Comment Re:Learn to Program an Intel Phi instead (Score 1) 198
Getting stuff to work is one rather important aspect of getting stuff done.
True, but "porting" something to the PHI so that it runs at roughly the same speed as the host GPU is hardly progress. The phis have lower clockspeed than the host cpus and in-order execution.
Also those Phi threads are big honking general purpose threads with lots of cache and ALU resources, not a highly strung state machine hanging of a matrix multiplier.
There is a small subset of problems that map to parallel threads of SIMD operations. Try optimizing IC layout on a GPU, or evaluating the biases in a crypto function by running the probabilities backwards through the gates. Those are not a problems for GPUs, but they are real world problems that need addresses and take a bucket load of CPU.
I fully accept that there is a lot of stuff that needs a lot of CPU that will run badly on a GPU. What I am not convinced about is that there is much that does not map to a lot of SIMD threads that WILL run well on a Phi. You need 240 threads, you need to fill the 512 bit vector registers with SIMD operations, to get peak performance you need huge amounts of parallelism. The same as you need on a GPU.
You have the same problem with the PCIe bus being horrendously slow as well, you can offload the whole thing (which is coming to GPUs as well, with ARM procoessors for the more general purpose stuff), but you are still limited to one card, and getting from one card to another is a PITA, particularly if they are on different nodes.

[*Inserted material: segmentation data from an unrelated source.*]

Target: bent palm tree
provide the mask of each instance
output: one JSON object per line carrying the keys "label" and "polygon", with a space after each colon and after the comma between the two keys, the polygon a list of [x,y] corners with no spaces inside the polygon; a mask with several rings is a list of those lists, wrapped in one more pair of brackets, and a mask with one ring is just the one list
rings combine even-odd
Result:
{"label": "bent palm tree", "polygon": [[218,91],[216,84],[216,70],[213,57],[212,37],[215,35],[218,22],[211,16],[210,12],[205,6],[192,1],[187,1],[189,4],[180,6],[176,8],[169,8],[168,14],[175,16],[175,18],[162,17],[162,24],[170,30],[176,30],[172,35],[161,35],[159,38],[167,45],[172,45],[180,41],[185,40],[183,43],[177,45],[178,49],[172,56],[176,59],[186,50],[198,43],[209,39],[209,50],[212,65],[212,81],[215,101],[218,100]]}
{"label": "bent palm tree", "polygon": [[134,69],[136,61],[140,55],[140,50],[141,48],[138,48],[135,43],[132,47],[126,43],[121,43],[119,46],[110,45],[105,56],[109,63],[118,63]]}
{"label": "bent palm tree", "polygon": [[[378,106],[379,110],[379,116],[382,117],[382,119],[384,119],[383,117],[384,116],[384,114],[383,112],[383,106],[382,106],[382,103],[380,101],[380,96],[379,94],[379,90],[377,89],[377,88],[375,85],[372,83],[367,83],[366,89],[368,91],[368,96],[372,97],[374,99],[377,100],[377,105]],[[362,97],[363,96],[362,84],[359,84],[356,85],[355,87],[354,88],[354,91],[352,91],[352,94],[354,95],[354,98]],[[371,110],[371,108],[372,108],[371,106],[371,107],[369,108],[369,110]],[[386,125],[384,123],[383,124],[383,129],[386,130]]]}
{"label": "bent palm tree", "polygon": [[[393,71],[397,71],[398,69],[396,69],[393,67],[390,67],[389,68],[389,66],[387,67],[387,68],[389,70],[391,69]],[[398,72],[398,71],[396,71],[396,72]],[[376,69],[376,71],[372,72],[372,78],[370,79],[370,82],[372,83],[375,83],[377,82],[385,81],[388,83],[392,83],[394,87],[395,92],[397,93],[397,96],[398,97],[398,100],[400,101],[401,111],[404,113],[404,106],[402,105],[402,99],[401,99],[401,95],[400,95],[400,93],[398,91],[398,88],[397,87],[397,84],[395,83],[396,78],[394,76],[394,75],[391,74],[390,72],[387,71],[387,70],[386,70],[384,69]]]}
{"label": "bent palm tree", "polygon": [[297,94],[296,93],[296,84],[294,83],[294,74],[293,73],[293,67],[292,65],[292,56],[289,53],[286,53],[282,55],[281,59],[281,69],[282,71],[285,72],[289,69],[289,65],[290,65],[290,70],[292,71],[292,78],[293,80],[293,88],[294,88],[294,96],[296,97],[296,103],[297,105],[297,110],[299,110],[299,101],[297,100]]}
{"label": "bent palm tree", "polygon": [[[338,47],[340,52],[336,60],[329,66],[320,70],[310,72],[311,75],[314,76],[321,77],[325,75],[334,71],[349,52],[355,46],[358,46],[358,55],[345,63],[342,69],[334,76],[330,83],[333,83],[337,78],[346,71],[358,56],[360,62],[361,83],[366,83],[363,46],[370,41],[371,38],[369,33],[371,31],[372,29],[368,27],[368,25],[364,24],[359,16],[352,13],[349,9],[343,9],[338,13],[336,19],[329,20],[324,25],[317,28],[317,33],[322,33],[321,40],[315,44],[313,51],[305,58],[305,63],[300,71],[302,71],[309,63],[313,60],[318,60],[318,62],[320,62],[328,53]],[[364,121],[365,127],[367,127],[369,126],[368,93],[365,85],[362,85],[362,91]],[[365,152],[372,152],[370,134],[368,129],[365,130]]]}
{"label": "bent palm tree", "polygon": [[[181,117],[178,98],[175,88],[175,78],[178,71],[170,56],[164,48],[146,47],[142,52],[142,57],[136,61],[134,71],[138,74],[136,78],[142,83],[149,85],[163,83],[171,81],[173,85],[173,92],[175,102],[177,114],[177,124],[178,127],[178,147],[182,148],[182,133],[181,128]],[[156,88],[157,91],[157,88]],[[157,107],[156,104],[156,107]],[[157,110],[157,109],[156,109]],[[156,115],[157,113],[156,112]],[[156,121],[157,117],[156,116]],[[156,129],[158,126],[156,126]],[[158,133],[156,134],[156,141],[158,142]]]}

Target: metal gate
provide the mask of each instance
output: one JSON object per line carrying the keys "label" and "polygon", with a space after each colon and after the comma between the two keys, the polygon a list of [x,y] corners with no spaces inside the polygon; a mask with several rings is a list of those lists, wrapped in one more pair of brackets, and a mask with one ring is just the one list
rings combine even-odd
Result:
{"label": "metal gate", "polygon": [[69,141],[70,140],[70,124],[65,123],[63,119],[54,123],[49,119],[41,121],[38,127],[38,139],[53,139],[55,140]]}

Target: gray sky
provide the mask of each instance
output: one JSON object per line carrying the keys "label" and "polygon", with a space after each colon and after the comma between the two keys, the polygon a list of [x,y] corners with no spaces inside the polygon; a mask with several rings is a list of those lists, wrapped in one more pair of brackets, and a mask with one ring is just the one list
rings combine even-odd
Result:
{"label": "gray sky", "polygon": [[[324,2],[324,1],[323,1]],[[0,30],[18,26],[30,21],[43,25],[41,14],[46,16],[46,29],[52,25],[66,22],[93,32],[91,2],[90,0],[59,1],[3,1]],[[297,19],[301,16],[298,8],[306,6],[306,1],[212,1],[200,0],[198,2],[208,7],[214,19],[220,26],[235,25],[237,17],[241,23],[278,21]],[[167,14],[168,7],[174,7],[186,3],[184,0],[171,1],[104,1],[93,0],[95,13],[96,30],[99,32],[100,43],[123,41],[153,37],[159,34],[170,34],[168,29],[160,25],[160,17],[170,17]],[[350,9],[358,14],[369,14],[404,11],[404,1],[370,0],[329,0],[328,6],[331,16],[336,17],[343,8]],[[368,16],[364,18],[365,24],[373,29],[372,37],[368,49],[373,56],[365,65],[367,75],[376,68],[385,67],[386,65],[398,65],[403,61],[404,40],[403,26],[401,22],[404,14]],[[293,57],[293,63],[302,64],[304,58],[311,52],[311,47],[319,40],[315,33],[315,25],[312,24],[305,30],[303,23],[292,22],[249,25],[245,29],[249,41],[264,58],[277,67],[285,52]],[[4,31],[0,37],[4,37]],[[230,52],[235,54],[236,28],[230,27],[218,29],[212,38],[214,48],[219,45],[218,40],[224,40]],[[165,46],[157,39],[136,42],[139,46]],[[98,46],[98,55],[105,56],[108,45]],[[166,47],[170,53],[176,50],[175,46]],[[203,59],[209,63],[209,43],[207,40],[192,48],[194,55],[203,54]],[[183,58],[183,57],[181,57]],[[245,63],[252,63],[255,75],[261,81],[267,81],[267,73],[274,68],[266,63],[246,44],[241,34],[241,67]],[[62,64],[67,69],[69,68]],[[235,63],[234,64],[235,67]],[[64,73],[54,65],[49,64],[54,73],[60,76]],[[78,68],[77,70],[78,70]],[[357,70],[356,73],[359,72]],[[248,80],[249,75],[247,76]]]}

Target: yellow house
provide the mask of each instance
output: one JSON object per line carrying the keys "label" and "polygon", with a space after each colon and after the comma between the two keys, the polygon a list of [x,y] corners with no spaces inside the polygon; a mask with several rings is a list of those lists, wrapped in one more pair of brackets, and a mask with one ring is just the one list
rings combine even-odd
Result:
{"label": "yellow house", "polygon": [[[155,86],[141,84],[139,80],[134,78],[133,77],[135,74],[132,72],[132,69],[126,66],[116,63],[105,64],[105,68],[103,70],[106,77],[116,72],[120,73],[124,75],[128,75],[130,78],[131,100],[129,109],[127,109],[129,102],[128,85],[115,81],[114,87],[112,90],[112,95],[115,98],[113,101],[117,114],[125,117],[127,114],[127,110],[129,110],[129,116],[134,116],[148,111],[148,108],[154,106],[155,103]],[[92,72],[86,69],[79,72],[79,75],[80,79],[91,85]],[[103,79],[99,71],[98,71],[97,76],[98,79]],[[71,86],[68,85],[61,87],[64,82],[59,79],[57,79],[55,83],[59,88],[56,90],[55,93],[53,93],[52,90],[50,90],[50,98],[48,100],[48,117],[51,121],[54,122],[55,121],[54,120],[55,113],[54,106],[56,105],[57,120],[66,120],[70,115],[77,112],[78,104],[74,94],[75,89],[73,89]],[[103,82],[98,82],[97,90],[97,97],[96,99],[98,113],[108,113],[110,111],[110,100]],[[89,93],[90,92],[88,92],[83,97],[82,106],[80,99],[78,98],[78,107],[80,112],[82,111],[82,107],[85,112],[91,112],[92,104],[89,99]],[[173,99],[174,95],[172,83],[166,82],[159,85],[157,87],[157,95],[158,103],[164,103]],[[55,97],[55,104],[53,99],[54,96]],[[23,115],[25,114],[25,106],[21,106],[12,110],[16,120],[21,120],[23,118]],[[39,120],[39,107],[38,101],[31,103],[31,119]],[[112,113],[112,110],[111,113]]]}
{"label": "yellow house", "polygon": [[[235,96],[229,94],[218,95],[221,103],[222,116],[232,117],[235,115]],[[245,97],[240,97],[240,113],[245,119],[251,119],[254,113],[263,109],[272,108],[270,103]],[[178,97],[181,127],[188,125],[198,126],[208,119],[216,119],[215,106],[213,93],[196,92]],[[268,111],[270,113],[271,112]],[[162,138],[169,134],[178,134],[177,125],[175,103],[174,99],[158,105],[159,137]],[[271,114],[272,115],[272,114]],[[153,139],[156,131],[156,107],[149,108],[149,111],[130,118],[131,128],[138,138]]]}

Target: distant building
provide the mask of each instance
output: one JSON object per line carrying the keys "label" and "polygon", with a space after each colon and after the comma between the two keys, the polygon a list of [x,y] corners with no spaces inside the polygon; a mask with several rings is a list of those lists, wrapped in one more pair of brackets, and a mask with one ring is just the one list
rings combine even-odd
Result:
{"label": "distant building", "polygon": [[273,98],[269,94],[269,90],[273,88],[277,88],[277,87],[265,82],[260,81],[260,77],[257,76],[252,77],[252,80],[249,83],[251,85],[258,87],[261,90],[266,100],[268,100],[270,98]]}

For general purpose stuff needing bucket loads of GPUs you use normal CPUs with over twice the clock speed, out of order execution and a shorter vector length,much more memory per core. Potentially together with MPI and fast inter-node communication (e.g. infiniband, Cray Aries etc).
For some things GPUs are great, for others they are horrible. My gut feeling is pretty much the same things will be great or horrible for Phis as well. I am not really familiar with the algorythms for the stuff you are talking about, but sure if they do not come back to a lot of SIMD threads they will work badly on a GPU. What remains to be shown is if they can work well on a Phi.